The story of Robin Hood is one that has been told time and time again, from various perspectives and with various plots. Adaptations of the classic tale rarely feel stale, if only because there is so much to work with. Meagan Spooner is the latest author to take on the tale, except there is one major twist: Robin of Locksley is dead. Sherwood, Spooner’s newest novel, tells the tale of Maid Marian, Robin’s long time love interest, as she follows in her late love’s footsteps while remaining independent and unabashedly feminist.
Sherwood follows Maid Marian as she attempts to cope with the loss of the love of her life, while stepping up to fill the void he left, as the protector of Locksley Town. Long time antagonist of the Robin Hood tale, the Sheriff of Nottingham, has been terrorizing the town, and his new companion, Guy of Gisborne, tries to woo Marian, hoping to take Robin Hood’s place.

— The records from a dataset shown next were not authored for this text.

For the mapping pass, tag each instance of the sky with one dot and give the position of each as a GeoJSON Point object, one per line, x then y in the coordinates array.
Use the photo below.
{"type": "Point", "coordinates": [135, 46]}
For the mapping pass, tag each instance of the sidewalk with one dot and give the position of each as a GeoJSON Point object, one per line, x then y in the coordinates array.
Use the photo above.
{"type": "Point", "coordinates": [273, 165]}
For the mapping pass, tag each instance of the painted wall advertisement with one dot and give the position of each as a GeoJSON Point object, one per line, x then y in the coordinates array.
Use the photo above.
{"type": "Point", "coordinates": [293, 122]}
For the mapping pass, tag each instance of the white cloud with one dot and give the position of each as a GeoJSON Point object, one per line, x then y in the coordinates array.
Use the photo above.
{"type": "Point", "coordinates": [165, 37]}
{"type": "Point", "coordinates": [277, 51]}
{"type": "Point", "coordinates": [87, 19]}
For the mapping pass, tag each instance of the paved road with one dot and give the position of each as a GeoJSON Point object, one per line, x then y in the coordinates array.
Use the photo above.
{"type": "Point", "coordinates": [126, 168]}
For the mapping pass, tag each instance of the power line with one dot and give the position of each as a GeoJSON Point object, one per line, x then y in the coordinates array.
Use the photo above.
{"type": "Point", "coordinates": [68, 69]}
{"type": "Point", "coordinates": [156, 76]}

The story quickly establishes that the Marian is not the plot-device slash love-interest of Robin Hood stories past. She loved Robin, and they planned to marry, but she remained her own woman who relished freedom and adventure. The promise of marriage to Robin was not a limitation, as is often the case with marriage in YA when a strong-willed woman is involved, but their union was an opportunity for the freedom Marian yearned for. Marian is complex and nuanced, and is almost haunted by the memory of Robin, which pushes her to adopt this heroic mantle and join the company of Merry Men. Marian is not a perfect, typical heroine, she is flawed and human and it works in her favor.

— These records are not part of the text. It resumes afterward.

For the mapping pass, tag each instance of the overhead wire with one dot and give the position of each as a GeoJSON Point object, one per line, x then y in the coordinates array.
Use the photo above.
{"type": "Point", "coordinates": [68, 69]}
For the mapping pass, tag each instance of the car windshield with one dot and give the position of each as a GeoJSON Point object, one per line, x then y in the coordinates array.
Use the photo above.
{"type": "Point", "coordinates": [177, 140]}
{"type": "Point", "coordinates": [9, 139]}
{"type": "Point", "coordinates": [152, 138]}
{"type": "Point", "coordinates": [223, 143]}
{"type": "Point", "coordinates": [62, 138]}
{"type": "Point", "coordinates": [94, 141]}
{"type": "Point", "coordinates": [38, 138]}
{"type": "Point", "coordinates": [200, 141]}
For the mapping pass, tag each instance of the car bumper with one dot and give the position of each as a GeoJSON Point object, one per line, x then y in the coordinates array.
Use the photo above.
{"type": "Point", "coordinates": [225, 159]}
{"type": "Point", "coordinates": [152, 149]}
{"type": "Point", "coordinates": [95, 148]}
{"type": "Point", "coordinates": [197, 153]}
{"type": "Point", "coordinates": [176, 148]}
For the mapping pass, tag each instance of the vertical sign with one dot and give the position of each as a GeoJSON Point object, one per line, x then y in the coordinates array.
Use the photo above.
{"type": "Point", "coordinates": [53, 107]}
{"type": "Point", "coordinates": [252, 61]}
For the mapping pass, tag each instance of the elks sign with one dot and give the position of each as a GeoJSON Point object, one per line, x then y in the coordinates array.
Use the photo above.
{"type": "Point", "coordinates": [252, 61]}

This feminist protagonist who does not apologize for who she is and refuses to conform to expectations was wonderful. Marian found herself thrust into this life of danger and responsibility and took it in stride. She lives up to the memory that Robin Hood left, and she does it without faltering. Like many modern protagonists of YA, Marian is reckless and impulsive, often not thinking about what comes after her decisions.
The development of Marian’s relationships were disappointing and rushed, especially when compared with the rest of the book. I won’t name Marian’s love interest, as to avoid spoilers, but it felt sudden and like a betrayal to the memory of Robin, who she spent most of the book remembering and almost idolizing. The romance was the only major pitfall of the story. It felt unauthentic and untrue, and it left a shadow over what otherwise would have been a wonderful story.
The world of Sherwood was nothing spectacular, but remained authentic and full fleshed out enough that I never questioned it. It was just the typical kind-of-but-not-really-medieval world that is often the backdrop to fantasy stories. The history of the world and society was rich and nuanced, giving the book an air of believability that acted as an anchor for the fantastic and wild misadventures of the protagonist.
Overall, Sherwood was fun. I really enjoyed the characters and the action and the world. The only downfall was the romance, which felt obligatory and rushed. Meagan Spooner’sSherwoodis worth the read, despite the disappointing aspects, and I would recommend it, although I would include the caveat.
RATING: 4 OUT OF 5 STARS
Robin of Locksley is dead.
Maid Marian doesn’t know how she’ll go on, but the people of Locksley town, persecuted by the Sheriff of Nottingham, need a protector. And the dreadful Guy of Gisborne, the Sheriff’s right hand, wishes to step into Robin’s shoes as Lord of Locksley andMarian’s fiancé.
Who is there to stop them?
Marian never meant to tread in Robin’s footsteps—never intended to stand as a beacon of hope to those awaiting his triumphant return. But with a sweep of his green cloak and the flash of her sword, Marian makes the choice to become her own hero: Robin Hood.